Although great success has been achieved in the treatment of LSCC with the advent of PD-1 axis inhibitors, the ORR of PD-1 axis inhibitor in the treatment of advanced NSCLC is ~30%.^27,387 Therefore, it is of utmost importance for the establishment of effective biomarkers for predicting the efficacy of anti-PD-1 axis agents. The assessment of PD-L1 expression on tumor cells is a logical biomarker for the prediction of treatment response to anti-PD-1 or anti-PD-L1 therapies. A real-world study in China has found out that LSCC patients were associated with higher incidence rate of positive PD-L1 expression, suggesting a benefit of using ICIs in LSCC patients.³⁹² Although PD-L1 immunohistochemistry (IHC) plays an important role in patient stratification in clinical trials of anti-PD-1 or anti-PD-L1 therapies, it has poor reliability as a biomarker for anti-PD-1 or anti-PD-L1 therapies, as patients with negative PD-L1 expression can still benefit from anti-PD-1 or anti-PD-L1 therapies.^393–395 Beyond PD-L1 expression, several other biomarkers have also successively predicted the efficacy of ICB therapy to certain extent. Among them, tumor mutational burden (TMB), gene expression profiling (GEP), and multiplex immunohistochemistry/immunofluorescence (mIHC/IF) are mostly used.³⁹⁶ Due to the lack of accurate assessment of response, future improvements in diagnostic accuracy may be achieved through a multiple incorporation of existing markers and newly discovered markers.^396–400

LAG3

Lymphocyte activating gene 3 (LAG3, also known as CD223), first discovered in 1990,⁴⁰¹ is a transmembrane molecule that is expressed on CD4⁺ and CD8⁺ T cells, natural killer T (NKT) cells, natural killer (NK) cells, plasmacytoid dendritic cells (pDCs) and Tregs.^402,403 The LAG3 gene is located on human chromosome 12 (12p13.31), adjacent to the coding region of CD4.⁴⁰⁴ The LAG3 protein and CD4 protein share approximately 20% similarities in their amino acid sequences, which is mostly pronounced on their extracellular regions.^404,405 Due to this similarity in extracellular structures, like CD4, LAG3 can also bind to major histocompatibility complex class II (MHC-II) proteins, but with higher affinity, which is also the canonical ligand for LAG3.⁴⁰⁶ Once LAG3 binds to MHC-II proteins, the inhibitory signals are transmitted through its cytoplasmic domain, thereby downregulating T-cell function.⁴⁰⁷ Several other ligands were also found to interact with LAG3, including Galectin-3⁴⁰⁸ (Gal-3), liver sinusoidal endothelial cell lectin^409,410 (LSECtin), and fibrinogen-like protein 1⁴¹¹ (FGL1).

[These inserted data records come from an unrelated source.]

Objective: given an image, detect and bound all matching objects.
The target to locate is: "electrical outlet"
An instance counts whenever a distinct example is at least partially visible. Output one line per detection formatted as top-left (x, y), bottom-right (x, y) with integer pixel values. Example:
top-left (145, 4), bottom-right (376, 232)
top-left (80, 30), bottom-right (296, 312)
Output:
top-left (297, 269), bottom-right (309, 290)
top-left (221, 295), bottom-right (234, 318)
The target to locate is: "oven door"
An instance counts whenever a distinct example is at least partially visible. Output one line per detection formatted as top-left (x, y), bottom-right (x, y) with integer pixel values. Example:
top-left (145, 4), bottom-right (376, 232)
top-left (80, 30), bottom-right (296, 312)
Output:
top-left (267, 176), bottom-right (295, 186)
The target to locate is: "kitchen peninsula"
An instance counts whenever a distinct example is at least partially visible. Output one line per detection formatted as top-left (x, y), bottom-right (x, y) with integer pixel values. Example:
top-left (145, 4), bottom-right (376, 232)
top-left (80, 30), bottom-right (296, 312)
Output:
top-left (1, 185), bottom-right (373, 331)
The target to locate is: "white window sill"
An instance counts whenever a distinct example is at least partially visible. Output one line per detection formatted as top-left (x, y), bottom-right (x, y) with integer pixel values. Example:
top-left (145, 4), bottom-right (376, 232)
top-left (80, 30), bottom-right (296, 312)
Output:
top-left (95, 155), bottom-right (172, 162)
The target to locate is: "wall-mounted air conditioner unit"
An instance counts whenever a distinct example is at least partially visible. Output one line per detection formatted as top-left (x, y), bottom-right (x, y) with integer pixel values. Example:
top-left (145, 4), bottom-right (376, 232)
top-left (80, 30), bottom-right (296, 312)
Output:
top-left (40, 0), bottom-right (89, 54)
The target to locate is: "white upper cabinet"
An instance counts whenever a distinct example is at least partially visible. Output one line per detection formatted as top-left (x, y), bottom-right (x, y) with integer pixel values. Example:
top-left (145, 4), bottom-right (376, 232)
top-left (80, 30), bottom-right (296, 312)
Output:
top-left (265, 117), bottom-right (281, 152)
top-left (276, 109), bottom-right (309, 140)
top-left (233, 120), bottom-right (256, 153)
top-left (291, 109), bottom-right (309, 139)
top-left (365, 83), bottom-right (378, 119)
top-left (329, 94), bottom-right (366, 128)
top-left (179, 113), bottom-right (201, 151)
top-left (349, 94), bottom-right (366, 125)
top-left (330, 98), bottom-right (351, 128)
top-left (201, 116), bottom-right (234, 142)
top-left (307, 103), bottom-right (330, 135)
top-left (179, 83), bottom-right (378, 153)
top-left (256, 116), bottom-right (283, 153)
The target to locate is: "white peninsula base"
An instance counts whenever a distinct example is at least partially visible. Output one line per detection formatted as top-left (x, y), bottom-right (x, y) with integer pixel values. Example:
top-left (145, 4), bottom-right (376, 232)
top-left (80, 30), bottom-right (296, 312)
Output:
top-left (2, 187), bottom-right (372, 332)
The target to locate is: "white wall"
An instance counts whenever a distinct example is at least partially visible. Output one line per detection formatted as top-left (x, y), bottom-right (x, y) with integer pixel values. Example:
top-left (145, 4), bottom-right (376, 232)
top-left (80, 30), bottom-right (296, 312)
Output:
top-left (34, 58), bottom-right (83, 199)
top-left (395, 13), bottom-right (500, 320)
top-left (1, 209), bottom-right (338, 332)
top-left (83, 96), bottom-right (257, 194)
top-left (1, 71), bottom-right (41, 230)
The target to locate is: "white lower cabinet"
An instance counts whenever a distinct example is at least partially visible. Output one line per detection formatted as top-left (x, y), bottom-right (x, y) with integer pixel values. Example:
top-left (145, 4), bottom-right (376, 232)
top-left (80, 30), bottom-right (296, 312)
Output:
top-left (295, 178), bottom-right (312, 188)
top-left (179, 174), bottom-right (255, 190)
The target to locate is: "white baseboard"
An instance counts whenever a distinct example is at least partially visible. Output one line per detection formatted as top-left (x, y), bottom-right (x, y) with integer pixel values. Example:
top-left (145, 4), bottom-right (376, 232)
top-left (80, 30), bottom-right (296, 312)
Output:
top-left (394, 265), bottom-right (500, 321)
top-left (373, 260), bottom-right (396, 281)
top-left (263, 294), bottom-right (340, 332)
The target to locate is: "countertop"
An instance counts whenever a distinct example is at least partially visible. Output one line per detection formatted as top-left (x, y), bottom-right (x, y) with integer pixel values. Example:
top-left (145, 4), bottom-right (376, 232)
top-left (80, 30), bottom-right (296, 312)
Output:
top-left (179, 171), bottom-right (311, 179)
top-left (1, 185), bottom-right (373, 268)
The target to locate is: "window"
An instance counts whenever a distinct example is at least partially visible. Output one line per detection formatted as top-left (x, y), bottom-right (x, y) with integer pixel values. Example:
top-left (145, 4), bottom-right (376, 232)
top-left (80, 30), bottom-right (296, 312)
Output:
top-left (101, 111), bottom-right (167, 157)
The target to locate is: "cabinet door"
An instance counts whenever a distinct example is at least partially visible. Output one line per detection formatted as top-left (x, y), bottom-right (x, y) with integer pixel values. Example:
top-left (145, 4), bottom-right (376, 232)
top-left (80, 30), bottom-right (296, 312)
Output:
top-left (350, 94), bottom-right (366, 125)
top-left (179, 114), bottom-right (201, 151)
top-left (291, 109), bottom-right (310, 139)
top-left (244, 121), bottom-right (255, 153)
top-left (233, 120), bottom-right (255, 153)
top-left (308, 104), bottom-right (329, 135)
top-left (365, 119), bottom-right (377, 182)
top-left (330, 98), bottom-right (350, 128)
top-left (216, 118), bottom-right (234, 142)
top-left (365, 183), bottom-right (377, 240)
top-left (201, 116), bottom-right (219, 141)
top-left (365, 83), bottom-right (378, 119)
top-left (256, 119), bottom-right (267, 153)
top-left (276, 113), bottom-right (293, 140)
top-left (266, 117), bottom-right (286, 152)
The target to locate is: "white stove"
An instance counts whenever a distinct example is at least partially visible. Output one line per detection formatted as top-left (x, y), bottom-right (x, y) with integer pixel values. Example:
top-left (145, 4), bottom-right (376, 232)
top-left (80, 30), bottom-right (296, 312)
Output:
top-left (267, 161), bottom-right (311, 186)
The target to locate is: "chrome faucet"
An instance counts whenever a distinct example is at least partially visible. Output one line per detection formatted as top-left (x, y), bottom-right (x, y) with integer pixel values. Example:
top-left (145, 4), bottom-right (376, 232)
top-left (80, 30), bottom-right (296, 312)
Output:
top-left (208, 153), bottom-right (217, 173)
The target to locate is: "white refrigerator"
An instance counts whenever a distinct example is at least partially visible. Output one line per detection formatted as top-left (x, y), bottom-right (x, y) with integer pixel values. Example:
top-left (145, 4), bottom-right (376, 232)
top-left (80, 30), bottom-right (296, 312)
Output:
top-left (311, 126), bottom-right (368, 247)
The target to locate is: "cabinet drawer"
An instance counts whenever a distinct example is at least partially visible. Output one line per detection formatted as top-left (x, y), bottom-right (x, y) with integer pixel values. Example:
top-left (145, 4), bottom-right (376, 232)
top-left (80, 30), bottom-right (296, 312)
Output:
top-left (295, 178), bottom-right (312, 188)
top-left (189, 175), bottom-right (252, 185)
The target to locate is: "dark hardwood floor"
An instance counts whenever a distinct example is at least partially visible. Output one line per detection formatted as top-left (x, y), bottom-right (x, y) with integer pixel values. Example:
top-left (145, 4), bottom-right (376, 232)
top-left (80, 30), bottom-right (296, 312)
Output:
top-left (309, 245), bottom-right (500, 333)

The fact that LAG3-deficient T cells show enhanced homeostatic expansion suggests the inhibitory role of LAG3 in immune responses.^412,413 LAG3 is co-expressed with other inhibitory receptors, such as PD-1, on CD8⁺ tumor antigen-specific T cells under chronic tumor antigen stimulation, which leads to T-cell exhaustion.^403,414 LAG3 expression was also confirmed to play an important role in supporting Tregs activity.⁴⁰² In intratumoral Tregs, LAG3 is expressed at a higher level than in Tregs found in peripheral or normal tissue.^415,416 Multiple LAG3-modulating candidates have been developed, including LAG3-inhibiting antibody and LAG3 fusion protein.⁴¹⁷ However, LAG3 monotherapy in several mouse models has shown limited antitumor effect with slightly reduced tumor growth, whereas LAG3/PD-1 co-blockade has shown much stronger synergistic antitumor effects.^418–422 Several anti-LAG3 antibodies are currently being evaluated in clinical trials, in which relatlimab is the furthest along in clinical development among all the anti-LAG3 mAb. On March 18, 2022, the combination therapy of relatlimab and nivolumab was approved by FDA for the treatment of unresectable or metastatic melanoma, making LAG3 the third FDA-approved immune checkpoint that was approved by FDA after CTLA-4 and PD-1 axis.^423,424 This approval of LAG3 mAb marks an exciting beginning for this inhibitory receptor but many aspects of its biological functions still remain enigmatic. New ligands of LAG3 are still emerging and the effects of LAG3 on immune cells remain to be fully characterized.⁴¹⁷ For LSCC, several anti-LAG3 antibodies and bispecific antibodies are being evaluated in phase I and phase II clinical trials (Table ​(Table22).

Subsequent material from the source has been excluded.